Outro modo de silenciar é colocar qualquer coisa fora do comum que as mulheres façam em uma categoria relacional hetero, privando-a assim de seu poder identificado e originado por mulheres. Assim, os homens criam a chamada pornografia lésbica usando poses e posturas heterossexuais. Ou as mulheres que levantam pesos são encorajadas a parecer e agir como Linda Evans, a Krystle da série de TV “Dynasty” – forte, mas contida pela feminilidade criada pelo homem. Muitos livros e brochuras de levantamento de peso mostram às mulheres como aumentar sua força – falando relativamente – sem desenvolver músculos “desagradáveis”. As mulheres não são encorajadas a ostentar seus músculos, mas a desenvolver uma figura firme e esguia que as torne mais atraentes para os homens.
Cada vez mais, quaisquer coisas fora do comum que as mulheres fazem tornam-se hetero-relacionadas. As mulheres e os atos das mulheres são então assimilados na categoria da relação hetero apropriada. O próprio feminismo foi sujeito a tal assimilação. Uma proeminente feminista foi apelidada de “a feminista que gosta de homens”. Como a maioria das feministas é retratada como não gostando de homens, a mensagem é que qualquer mulher de verdade, na verdade, qualquer feminista de verdade, gosta de homens. O feminismo definido pelas mulheres é silenciado para as mulheres que leem tais descrições.

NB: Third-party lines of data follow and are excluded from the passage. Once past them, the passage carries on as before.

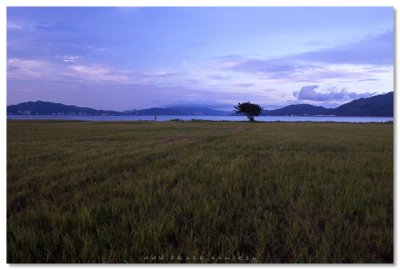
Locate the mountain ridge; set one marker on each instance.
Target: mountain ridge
(378, 105)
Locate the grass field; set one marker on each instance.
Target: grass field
(225, 192)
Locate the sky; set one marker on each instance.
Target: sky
(124, 58)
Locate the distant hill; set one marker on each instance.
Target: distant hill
(177, 111)
(299, 109)
(50, 108)
(380, 105)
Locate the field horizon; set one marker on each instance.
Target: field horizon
(199, 192)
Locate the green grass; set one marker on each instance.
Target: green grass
(127, 191)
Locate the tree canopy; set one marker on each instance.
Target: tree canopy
(249, 109)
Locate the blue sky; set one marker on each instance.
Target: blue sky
(125, 57)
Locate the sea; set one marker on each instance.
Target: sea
(349, 119)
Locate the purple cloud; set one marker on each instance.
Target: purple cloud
(372, 50)
(309, 93)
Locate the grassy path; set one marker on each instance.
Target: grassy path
(124, 191)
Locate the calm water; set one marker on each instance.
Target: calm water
(350, 119)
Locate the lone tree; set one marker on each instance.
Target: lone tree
(249, 109)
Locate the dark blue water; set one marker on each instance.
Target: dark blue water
(349, 119)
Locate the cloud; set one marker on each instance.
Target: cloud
(26, 68)
(372, 50)
(361, 60)
(309, 93)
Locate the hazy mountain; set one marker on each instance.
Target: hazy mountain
(380, 105)
(49, 108)
(299, 109)
(177, 111)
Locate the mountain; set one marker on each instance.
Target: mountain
(50, 108)
(380, 105)
(177, 111)
(299, 109)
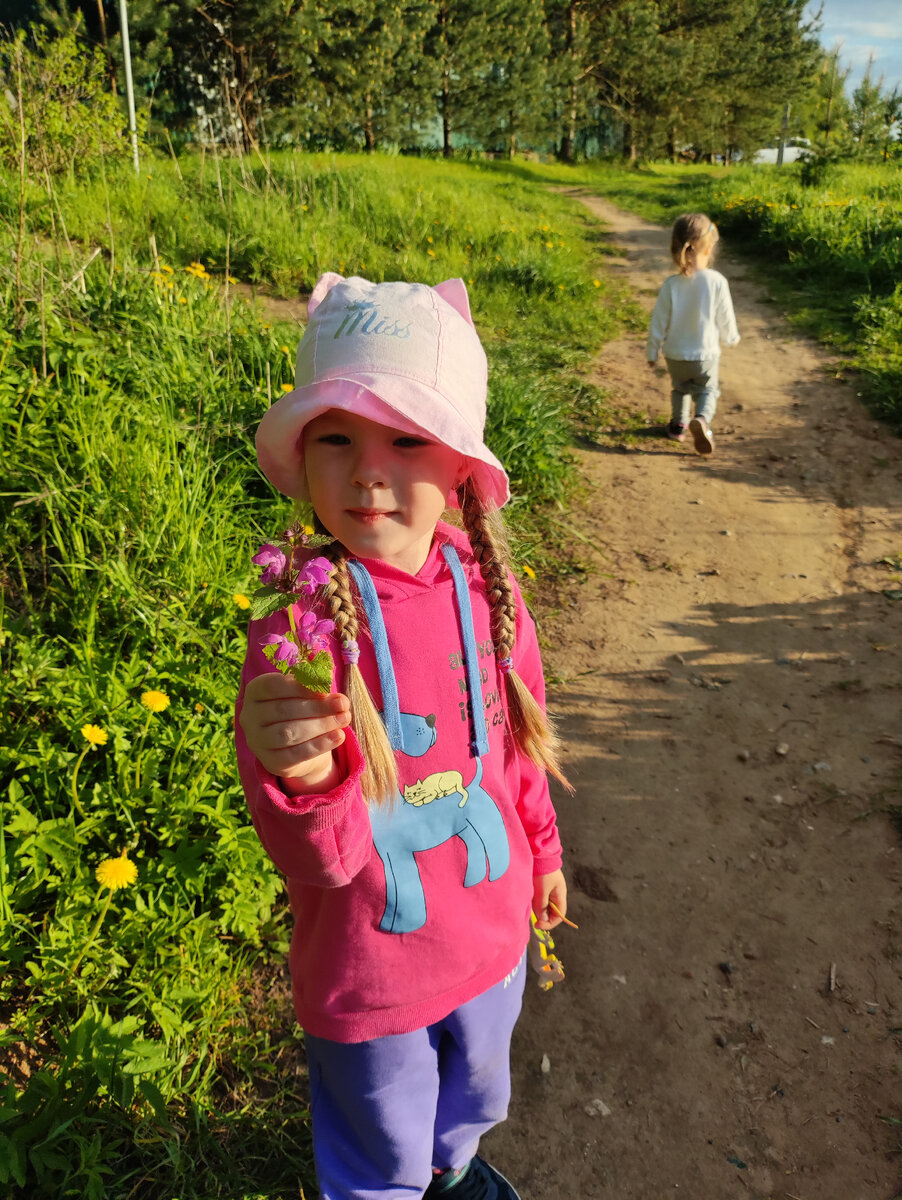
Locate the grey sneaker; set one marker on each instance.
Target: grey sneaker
(701, 435)
(476, 1181)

Há também o silêncio sobre o qual Virginia Woolf escreveu tão claramente em Um Quarto Todo Seu. “Chloe gostava de Olivia… Não ruborize-se. As mulheres gostam de outras mulheres.”46 Muitas mulheres estão cientes de uma atração por outras mulheres. As mulheres geralmente reconhecem isso em algum nível, mesmo que esse nível esteja se afastando drasticamente da atração.
Outras mulheres ficam constrangidas com qualquer exibição explícita da atração. O constrangimento, o “rubor”, decorre do medo de que seu segredo mais bem guardado seja divulgado, e elas junto com ele. Para muitas mulheres, esse “rubor”, em uma era pós-freudiana, é o medo de que a amizade feminina seja interpretada como lesbianismo. Muitas mulheres fazem de tudo para evitar qualquer possibilidade dessa interpretação.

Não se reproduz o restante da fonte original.